I decided that rather than review the book, I would simply pull out a few quotes I loved, and leave you to swish them around in your mind:
In the great picture book and true story by Mordecai Gerstein, The Man Who Walked Between the Towers, the performance artist Philippe Petit practices for years to walk on a tightrope wire between the two World Trade Towers. “He looked not at the towers but at the space between them and thought, what a wonderful place to stretch a rope.”

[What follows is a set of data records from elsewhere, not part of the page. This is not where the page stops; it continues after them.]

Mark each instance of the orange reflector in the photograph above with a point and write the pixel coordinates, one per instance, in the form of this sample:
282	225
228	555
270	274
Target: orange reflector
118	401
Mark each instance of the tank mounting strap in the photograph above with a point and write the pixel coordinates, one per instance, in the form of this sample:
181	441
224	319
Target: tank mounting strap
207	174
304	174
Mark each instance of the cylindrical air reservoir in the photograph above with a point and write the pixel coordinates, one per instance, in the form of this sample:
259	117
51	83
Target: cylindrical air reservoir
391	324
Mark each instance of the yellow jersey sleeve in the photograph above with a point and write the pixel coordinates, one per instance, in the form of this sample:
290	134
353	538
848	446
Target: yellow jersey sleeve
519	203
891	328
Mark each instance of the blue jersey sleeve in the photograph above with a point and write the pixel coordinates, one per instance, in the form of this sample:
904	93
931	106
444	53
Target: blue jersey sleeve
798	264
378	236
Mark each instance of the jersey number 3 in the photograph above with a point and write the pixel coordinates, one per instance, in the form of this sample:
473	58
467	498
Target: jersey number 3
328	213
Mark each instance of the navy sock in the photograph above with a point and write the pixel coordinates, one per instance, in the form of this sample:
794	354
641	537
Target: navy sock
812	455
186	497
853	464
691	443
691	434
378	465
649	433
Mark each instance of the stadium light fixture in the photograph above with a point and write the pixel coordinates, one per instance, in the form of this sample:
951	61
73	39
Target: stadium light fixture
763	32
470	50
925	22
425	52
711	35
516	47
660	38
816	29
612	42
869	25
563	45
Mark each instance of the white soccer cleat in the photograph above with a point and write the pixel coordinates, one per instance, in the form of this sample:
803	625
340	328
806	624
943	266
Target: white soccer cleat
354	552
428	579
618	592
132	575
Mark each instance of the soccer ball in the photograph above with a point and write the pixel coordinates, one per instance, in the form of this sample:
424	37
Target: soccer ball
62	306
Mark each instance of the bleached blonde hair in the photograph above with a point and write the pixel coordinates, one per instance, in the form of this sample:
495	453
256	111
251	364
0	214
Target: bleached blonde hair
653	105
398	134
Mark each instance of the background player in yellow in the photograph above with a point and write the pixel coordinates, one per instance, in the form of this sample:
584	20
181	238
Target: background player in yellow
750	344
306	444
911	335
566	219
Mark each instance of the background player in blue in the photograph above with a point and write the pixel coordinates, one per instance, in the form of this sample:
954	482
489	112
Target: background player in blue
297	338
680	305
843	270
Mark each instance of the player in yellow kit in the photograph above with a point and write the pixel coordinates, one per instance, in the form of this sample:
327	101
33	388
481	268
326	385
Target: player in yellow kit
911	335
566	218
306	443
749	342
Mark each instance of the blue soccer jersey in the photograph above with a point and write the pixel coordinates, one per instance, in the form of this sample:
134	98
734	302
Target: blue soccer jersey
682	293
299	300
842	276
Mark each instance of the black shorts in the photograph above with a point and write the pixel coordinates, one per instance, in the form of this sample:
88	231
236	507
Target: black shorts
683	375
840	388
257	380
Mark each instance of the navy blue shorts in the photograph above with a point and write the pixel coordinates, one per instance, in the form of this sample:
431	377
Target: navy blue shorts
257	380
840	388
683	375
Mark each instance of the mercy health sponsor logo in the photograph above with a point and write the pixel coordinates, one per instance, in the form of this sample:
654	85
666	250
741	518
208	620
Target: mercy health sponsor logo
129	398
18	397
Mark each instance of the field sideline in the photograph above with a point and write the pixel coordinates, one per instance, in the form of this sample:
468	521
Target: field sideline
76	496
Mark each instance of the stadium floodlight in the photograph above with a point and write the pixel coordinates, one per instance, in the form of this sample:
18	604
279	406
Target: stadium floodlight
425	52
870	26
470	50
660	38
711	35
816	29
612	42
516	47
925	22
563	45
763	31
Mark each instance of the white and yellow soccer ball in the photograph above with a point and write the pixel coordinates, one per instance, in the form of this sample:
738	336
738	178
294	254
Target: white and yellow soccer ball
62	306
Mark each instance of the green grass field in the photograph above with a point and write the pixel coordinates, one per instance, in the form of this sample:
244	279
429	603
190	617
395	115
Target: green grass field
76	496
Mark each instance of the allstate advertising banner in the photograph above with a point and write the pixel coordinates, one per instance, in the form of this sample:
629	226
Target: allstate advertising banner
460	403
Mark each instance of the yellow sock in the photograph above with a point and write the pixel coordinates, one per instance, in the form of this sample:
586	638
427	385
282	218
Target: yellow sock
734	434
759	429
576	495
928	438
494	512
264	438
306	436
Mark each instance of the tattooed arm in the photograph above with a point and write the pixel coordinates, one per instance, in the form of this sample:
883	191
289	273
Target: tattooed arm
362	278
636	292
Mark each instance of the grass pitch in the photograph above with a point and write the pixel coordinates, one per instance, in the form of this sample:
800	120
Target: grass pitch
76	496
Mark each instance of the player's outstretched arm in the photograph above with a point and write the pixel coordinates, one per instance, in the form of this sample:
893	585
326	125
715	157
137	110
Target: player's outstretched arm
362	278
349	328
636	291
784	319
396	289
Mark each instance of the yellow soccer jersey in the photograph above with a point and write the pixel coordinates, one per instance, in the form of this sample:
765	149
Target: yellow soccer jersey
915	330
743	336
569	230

Reading can feel as risky as walking a tightrope even if it doesn’t look nearly as daring. It can be so public in the classroom that a boy who wants to hide his vulnerability might prefer resistance to falling in front of his peers. This book is about fortifying our teaching so that our boys see the space between and say “What a wonderful place to stretch a rope.” 7
My mission is to help all children achieve not only functional literacy but transformational literacy. The kind of literacy that will allow them to learn something new every day, connect to all people everywhere, and to invent new ideas that could change the world.—And in this process, to learn, through reading, how to be the kind of person they want to become. 9
Absorption is the one key quality I believe is missing from our instruction. We jump from skill to skill, activity to activity. Let’s create a sanctuary around the independent reading time so that boys can dig in, discover, wander and explore. 21
The problem is not that boys are “too active,” the problem is that our classrooms do not allow them to be themselves. 23
The best way to promote reading for pleasure is to LET KIDS READ.
Make sure your number one priority is EYES ON TEXT. Make sure each and every day you are giving your boy readers ample opportunity to read and that minutes spent reading is really minutes spent reading and not mostly you talking about the reading.